The traffic stop of a guy in his RV resulted in a large seizure but the arrest of his "connection"  from the east coast and his satchel of cash was even better.

The RV Load

     Marco was always a great patrol dog and made many an apprehension of criminal suspects.  But he really excelled in catching people with drugs using
his detector dog qualities.  Marco was trained as a dual-purpose dog.  Most police dogs are either a dual-purpose or a single-purpose trained animal.  Dual-purpose means the animal is trained for patrol work and detector work.  
A single-purpose animal is trained for only one of those qualities.
     Marco’s Patrol-dog specialties were: tracking suspects, apprehension to include bite work, smelling the ground for recovery or locating of evidence, building searching, area searching and Marco was one of only a handful of our dogs that had special SWAT dog training that even included rappelling. Yep, Marco didn't’t like it much but he would be harnessed up and actually rappel down the side of a building with me and be deployed.   A detector trained dog means it is trained to alert to odors such as explosives or illegal drugs.  Dogs are never trained to alert to both of those things.  So a detector dog has the ability to alert to one of those specialties.  And those specialties are broken down into many odors.  Explosive detector dogs are trained for many odors, TNT being an example. A drug detector dog usually alerts to a specific amount of very popular illegal drugs. Marco’s specialties were: Cocaine, Methamphetamine, Marijuana, and Heroin.

    Marco had a great career alerting to drugs of all kinds in his tenure in the K-9 division.  To me it was not’t the ‘monster’ drug loads that he would detect that would astonish me.  It was the area of concealment he would find the drugs in.  It would be quite different in the expectation I had in him when the drugs were simply in a suitcase or duffel bag and lying in the trunk.  Marco could alert to the drug loads every time.  And that was with the trunk closed too.  The degree of difficulty rose dramatically against us when the drugs were hidden in secret compartments.  Sometimes the compartments weren’t really compartments but rather the hollow areas in a vehicle.  

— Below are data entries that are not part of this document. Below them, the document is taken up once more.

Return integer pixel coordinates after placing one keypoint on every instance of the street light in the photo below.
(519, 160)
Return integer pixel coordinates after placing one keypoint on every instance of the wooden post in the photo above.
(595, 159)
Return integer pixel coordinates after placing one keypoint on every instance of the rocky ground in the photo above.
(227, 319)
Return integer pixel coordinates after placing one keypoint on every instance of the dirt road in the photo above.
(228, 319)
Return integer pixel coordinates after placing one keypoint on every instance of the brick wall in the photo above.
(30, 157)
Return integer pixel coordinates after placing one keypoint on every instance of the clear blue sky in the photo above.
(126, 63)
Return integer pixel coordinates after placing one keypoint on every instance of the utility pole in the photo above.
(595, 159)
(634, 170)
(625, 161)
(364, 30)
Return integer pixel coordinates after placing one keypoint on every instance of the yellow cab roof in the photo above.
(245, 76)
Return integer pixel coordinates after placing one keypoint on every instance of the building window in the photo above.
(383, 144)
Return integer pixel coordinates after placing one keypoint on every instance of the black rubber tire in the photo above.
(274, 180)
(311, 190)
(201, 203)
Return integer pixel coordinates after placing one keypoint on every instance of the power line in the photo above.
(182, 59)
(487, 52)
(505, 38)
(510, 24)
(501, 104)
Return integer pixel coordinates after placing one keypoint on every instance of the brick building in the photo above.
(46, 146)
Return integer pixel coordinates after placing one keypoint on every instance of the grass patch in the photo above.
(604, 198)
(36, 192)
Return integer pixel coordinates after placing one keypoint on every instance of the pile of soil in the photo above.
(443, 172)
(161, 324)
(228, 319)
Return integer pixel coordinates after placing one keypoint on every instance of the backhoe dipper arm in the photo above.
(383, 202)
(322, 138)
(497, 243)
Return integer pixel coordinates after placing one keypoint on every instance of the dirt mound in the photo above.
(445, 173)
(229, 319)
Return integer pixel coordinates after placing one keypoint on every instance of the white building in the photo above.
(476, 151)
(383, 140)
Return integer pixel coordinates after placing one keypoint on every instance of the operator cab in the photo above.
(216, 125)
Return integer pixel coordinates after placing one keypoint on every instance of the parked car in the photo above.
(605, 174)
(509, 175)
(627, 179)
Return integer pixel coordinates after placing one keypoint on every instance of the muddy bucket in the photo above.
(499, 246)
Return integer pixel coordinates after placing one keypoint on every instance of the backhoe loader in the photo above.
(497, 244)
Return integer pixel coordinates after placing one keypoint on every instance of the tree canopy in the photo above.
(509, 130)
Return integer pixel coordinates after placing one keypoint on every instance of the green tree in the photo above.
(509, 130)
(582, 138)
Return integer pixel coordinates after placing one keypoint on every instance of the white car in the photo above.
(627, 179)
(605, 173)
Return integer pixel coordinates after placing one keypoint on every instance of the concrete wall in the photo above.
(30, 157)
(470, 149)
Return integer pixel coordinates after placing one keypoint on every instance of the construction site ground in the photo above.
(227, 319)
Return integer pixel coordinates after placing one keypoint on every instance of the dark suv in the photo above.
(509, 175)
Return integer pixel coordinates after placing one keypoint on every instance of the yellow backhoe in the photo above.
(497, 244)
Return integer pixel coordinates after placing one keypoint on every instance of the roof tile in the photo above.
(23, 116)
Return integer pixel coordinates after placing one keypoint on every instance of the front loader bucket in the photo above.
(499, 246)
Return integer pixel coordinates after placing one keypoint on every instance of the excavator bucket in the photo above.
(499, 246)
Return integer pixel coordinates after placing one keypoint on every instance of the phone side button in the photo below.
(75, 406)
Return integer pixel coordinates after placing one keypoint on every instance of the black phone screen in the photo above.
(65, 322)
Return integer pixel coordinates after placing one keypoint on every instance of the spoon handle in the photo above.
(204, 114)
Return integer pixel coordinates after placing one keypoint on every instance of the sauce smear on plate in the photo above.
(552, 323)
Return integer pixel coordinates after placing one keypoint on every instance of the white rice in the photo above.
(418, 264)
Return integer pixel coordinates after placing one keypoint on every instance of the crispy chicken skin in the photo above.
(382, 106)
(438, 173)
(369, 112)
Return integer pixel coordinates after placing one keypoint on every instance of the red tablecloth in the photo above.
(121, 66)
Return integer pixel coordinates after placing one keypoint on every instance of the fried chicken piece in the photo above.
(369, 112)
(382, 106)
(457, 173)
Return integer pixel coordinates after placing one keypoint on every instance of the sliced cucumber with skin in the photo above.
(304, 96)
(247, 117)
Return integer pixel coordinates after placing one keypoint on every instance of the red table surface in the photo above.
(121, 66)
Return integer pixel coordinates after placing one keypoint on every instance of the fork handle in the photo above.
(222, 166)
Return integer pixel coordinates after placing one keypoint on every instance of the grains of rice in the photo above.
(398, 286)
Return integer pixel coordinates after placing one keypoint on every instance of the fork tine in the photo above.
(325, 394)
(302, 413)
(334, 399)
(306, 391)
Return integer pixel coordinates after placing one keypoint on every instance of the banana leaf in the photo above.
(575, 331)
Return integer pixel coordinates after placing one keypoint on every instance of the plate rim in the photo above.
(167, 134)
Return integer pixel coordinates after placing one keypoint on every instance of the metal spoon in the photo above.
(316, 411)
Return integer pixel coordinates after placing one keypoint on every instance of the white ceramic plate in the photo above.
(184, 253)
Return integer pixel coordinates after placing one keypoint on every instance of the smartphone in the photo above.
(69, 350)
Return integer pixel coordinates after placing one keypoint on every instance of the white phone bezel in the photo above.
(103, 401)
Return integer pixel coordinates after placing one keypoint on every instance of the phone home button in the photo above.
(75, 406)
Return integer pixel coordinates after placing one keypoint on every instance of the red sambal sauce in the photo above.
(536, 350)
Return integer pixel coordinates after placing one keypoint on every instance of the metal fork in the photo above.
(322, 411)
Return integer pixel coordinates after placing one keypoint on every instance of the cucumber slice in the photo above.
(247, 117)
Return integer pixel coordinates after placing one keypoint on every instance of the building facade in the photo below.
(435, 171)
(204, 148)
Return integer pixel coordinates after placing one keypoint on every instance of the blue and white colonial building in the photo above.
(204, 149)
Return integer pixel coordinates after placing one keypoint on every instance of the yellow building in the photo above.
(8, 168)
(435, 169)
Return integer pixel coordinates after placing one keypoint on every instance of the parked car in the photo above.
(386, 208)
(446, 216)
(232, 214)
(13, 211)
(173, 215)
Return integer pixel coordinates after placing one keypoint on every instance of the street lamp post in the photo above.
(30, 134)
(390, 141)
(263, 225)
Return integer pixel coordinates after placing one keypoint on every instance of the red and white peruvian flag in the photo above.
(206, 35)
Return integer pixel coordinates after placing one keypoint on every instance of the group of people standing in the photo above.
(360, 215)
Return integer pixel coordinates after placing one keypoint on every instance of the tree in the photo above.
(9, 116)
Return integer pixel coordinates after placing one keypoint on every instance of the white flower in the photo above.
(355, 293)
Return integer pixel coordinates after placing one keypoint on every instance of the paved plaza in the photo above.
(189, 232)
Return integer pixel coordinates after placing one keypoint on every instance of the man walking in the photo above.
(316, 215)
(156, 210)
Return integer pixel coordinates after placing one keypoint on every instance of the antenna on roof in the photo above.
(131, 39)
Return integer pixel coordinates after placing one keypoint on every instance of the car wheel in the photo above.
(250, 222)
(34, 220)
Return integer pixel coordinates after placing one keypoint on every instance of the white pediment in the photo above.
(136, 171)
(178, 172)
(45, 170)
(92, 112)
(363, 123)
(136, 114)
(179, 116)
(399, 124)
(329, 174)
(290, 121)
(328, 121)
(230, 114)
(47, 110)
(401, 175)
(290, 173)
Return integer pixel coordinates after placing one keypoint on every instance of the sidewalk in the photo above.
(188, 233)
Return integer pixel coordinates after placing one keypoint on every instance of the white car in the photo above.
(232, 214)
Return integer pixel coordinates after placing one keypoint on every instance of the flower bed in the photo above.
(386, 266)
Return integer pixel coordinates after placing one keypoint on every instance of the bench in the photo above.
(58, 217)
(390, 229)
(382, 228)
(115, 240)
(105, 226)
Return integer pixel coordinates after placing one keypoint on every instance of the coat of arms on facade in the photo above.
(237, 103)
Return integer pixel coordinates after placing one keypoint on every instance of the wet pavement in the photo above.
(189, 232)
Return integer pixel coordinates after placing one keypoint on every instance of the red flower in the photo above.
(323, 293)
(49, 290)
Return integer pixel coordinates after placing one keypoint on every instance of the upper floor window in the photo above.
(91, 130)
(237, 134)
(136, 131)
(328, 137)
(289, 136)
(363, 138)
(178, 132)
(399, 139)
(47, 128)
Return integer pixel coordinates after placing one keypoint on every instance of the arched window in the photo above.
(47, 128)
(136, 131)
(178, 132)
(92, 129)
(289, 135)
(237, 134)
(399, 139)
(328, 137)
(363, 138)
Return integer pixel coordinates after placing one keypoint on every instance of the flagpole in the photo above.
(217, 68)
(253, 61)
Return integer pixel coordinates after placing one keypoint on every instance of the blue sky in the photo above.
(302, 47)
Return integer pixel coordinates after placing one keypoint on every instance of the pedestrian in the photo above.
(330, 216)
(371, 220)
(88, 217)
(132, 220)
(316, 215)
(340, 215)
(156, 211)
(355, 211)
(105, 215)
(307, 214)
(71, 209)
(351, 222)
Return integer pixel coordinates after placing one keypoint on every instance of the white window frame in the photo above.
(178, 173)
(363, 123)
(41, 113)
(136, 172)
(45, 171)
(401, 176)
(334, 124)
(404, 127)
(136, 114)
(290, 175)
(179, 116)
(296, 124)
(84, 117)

     A perfect example was when the smugglers would load up the inside of a car door with drugs or maybe hide them in up inside the dashboard or maybe
even in the tailgate of a pickup truck or SUV.  But when the smugglers had an after-market specially made hidden compartment that they would try their darndest to make air-tight, conceal their drugs and then Marco would still find them is really what gave me the satisfaction of being a K-9 handler that made the hard work worth it.
     One of the hardest places Marco had located drugs were in the gas tank of vehicles and in the tires of the vehicles.  When I mean the tires, I am not talking about the spare tire.  Marco would religiously nail those.  I’m talking about the actual tires mounted to the rims of the vehicle and rolling down the road. Drug Interdiction
     It’s quite ingenious, more frequent than one would guess and the concept has been around by the smugglers for years.  The organizations use metal and welding skills and construct hollow metal box rings that fit around the rims on the inside of the tires.  The metal compartments are filled with drugs, mounted to the rim by either welding it to the rim or using nuts and bolts and connecting them to each other around the rim.  Then the tire is mounted, the tire is usually balanced very well and mounted on the vehicle.  

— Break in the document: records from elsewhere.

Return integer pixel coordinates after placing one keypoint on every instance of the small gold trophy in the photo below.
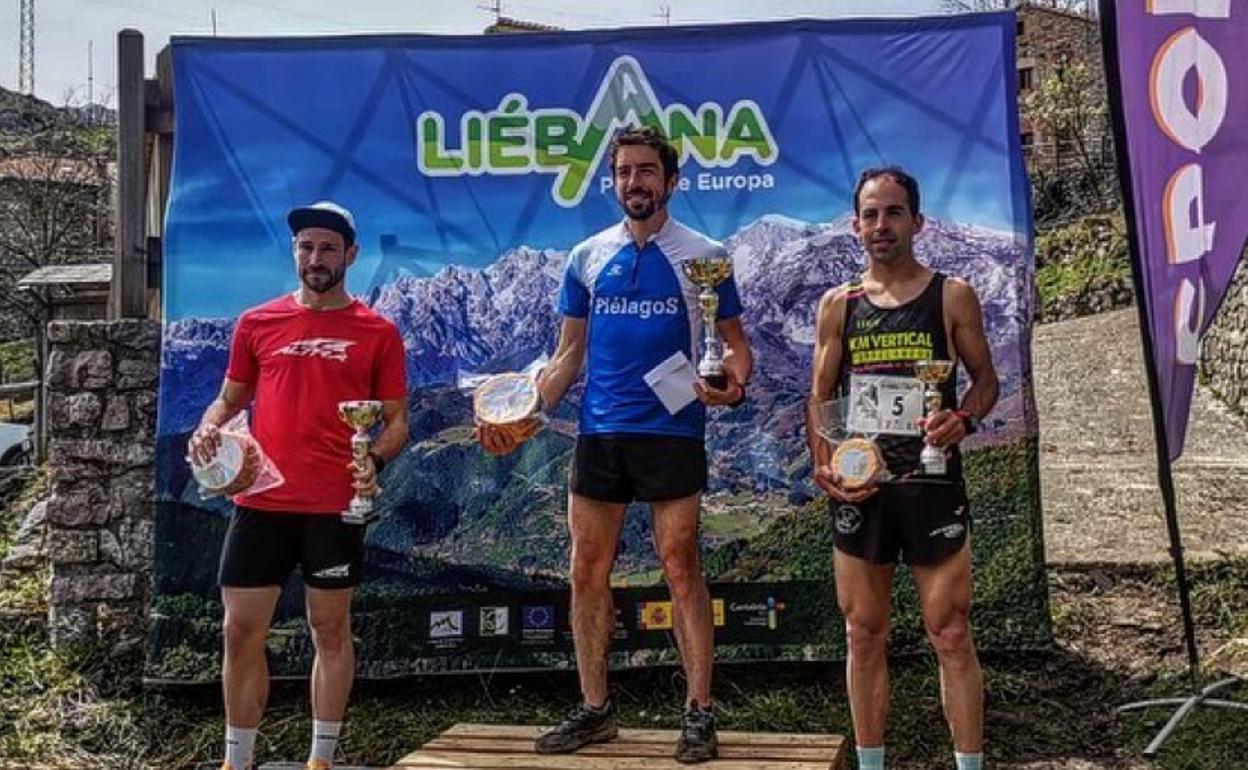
(932, 373)
(361, 416)
(709, 272)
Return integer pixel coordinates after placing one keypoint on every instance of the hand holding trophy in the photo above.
(856, 459)
(709, 272)
(508, 411)
(932, 373)
(361, 416)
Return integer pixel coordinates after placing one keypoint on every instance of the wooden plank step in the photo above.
(472, 746)
(531, 731)
(620, 746)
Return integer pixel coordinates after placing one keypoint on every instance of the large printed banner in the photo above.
(1182, 119)
(473, 165)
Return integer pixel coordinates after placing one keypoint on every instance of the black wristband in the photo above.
(378, 462)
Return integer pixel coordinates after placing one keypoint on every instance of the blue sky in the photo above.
(65, 28)
(256, 140)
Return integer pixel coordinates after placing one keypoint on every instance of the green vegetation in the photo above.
(1082, 268)
(16, 365)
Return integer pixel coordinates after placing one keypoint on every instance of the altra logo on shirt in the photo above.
(340, 570)
(318, 347)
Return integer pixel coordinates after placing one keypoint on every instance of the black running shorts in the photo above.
(924, 522)
(625, 467)
(262, 548)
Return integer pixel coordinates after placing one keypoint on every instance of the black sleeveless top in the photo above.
(889, 341)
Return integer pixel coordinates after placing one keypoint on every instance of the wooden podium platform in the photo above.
(511, 748)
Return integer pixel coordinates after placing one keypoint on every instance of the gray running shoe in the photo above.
(579, 728)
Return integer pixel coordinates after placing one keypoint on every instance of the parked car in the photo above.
(15, 444)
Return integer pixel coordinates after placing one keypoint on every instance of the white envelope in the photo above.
(673, 382)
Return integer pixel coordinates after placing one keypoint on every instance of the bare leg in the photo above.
(865, 594)
(245, 669)
(945, 595)
(675, 538)
(333, 669)
(595, 529)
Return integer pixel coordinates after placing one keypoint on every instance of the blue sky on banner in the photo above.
(253, 140)
(65, 28)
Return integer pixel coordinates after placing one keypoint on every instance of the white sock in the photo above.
(969, 761)
(870, 759)
(240, 746)
(325, 741)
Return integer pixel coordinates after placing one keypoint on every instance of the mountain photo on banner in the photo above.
(473, 165)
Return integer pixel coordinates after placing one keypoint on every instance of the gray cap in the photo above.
(327, 215)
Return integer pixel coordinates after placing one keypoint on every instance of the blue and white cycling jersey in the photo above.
(640, 310)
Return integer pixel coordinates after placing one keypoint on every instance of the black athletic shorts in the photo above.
(922, 521)
(625, 467)
(262, 548)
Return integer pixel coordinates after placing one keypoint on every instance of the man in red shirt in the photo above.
(292, 360)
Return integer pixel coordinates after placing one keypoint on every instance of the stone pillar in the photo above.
(1224, 347)
(101, 424)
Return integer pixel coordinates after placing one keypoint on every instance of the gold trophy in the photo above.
(361, 416)
(709, 272)
(932, 373)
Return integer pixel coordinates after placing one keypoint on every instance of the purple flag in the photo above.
(1181, 69)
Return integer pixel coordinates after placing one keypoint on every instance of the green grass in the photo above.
(1076, 261)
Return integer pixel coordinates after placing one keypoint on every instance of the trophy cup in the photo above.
(361, 416)
(709, 272)
(932, 373)
(856, 459)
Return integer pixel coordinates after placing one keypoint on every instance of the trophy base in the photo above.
(360, 513)
(932, 461)
(716, 380)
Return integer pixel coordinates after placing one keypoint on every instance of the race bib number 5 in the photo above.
(885, 404)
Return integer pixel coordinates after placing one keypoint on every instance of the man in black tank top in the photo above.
(869, 335)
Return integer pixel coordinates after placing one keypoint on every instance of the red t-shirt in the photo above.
(302, 363)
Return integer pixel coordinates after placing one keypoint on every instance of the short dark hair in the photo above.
(647, 136)
(896, 174)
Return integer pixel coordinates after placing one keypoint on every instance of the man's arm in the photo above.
(826, 363)
(232, 398)
(971, 345)
(564, 366)
(826, 368)
(553, 383)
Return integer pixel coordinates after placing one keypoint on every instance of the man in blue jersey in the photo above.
(627, 307)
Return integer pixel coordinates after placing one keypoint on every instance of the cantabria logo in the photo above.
(514, 140)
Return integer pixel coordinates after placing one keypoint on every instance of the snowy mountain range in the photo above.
(503, 316)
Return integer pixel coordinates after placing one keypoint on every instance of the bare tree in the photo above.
(54, 209)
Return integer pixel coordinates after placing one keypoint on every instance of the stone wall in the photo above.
(1224, 350)
(101, 424)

     Something that many people would have no concept of just like I had no idea of the concept until some training I had received early in my career. Next thing you know, Marco and I were on to an 88 lb. Marijuana seizure in the four tires of the Chevrolet pickup that had traveled from California on its way to Chicago when we got the arrest and drugs seized all from a normal routine traffic stop.  

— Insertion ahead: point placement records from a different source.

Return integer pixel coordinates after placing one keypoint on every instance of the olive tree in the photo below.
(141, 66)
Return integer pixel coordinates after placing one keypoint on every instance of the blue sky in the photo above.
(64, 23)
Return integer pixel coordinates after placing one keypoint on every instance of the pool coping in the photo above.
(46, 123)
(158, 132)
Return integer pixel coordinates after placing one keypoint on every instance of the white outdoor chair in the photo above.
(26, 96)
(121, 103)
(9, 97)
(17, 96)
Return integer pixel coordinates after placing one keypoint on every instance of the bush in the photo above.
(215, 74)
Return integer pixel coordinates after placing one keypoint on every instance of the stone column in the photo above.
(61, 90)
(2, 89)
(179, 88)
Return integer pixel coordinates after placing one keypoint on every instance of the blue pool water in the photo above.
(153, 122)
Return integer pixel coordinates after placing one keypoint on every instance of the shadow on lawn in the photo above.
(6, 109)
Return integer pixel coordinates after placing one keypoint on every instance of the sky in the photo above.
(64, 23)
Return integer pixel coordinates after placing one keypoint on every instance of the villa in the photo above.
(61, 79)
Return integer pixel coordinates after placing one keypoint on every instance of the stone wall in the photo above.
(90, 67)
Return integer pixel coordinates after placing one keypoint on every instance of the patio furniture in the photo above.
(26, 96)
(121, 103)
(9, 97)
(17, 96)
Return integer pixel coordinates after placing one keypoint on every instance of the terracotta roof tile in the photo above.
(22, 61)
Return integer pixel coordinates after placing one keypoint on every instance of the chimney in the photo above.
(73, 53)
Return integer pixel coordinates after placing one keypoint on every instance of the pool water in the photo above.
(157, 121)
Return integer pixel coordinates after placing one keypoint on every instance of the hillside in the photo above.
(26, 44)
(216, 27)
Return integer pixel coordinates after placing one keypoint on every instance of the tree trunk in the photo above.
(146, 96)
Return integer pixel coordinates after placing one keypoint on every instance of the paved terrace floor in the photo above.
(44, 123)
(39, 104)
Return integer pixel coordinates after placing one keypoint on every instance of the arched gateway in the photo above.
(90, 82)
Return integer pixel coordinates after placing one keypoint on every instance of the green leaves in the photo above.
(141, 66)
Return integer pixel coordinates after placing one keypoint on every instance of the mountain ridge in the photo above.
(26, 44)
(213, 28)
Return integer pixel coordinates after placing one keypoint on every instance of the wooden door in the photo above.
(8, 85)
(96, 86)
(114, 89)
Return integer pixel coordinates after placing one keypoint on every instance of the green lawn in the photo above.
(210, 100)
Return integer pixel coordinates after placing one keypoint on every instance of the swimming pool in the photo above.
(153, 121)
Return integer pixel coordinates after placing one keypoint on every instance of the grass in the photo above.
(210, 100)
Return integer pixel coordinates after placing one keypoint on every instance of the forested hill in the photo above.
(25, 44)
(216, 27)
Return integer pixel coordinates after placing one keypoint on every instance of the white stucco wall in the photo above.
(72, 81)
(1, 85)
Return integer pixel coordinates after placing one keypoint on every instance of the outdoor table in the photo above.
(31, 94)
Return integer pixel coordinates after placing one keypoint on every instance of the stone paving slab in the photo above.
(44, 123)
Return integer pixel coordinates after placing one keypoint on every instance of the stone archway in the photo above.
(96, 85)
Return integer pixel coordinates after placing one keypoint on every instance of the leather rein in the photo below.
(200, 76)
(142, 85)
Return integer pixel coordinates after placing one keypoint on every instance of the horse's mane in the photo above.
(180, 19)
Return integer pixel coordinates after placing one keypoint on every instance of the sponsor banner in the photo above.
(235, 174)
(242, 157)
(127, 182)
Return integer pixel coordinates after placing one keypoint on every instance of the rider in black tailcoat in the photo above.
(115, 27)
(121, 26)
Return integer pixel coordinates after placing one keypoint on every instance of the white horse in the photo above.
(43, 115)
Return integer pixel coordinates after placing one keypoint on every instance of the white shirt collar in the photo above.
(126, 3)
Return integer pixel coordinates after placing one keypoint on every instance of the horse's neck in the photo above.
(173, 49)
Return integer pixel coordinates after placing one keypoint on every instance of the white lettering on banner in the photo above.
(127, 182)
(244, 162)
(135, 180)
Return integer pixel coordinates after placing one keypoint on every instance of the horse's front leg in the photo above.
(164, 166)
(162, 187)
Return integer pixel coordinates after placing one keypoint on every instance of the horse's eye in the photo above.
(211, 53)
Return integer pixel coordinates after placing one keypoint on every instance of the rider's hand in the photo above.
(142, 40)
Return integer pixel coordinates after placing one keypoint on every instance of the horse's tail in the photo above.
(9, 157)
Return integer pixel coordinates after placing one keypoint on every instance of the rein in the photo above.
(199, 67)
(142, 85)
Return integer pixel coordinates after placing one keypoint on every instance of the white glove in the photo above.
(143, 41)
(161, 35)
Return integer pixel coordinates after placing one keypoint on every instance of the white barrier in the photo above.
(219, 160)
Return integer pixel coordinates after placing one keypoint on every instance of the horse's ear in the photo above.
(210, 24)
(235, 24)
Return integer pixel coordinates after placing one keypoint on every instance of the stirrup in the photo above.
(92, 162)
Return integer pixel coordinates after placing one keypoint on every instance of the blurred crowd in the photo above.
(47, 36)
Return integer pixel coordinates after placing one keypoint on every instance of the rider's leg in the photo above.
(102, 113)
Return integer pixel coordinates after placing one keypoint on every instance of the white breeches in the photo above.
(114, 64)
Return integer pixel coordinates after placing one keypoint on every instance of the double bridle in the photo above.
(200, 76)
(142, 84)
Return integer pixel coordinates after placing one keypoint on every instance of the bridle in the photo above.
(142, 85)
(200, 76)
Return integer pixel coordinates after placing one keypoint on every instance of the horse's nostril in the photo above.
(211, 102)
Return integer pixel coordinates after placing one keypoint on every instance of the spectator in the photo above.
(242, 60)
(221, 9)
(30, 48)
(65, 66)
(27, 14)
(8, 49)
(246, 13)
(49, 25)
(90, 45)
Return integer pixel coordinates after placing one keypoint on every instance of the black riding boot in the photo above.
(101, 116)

      After that metal tire compartment arrest, I made it a habit to train with Marco around tires and having him alert when he would smell the odor even if I depressed the valve stem core to release some air in is face.  The first couple times, this freaked him out.  But after training with him, he would quickly let me know when he smelled drug odor coming from the valve stem by biting at them.  He even made a massive methamphetamine drug seizure
with me a few years later in this same way.  He had already made several tire compartment seizures by the time the Ford pickup with California plates drove by that late cold winter night.  Neither he nor I would realize until hours later that we were in the middle of the largest methamphetamine arrest in the state’s history.
       After I made a traffic stop of the pickup I thought something was not right so I deployed Marco and he started to bite the valve stems off when I let air out of them and he would scratch and paw at the rims as he alerted all around that area.  I called for backup and made the arrest of the two young males and later after we dismantled the tires and located the metal compartments with drugs inside I was astonished when I looked at the sixty-four separate saran wrapped green and red packages and could immediately see and tell it was not marijuana.  I was excited to think of a great cocaine bust from tire compartments and then when it did not field test positive for cocaine I was bewildered.  So was everyone in the garage who was assisting.  
       This was before the days of the cross country major methamphetamine trafficking that the U.S. would start to see.  I performed a field test for methamphetamines and it turned the positive reaction.  I couldn’t believe it.  None of us could.  We had 34 lbs. of methamphetamine hidden in metal compartments wrapped around the wheels of a Ford pickup.  And two young
men would spend the next 19 years in a Federal prison for their actions in the crime.
      But on a sunny Saturday afternoon while patrolling the Interstate my life and the life of a middle aged man would collide that day and the end result was just one story of many that Marco would be instrumental in when using his Detector dog skills.
      Roger Peters (pseudonym) would never see it coming when he was caught.  It happened so fast he would only realize after being in handcuffs (something Peters had been accustomed to) that his life was going to change. It had to.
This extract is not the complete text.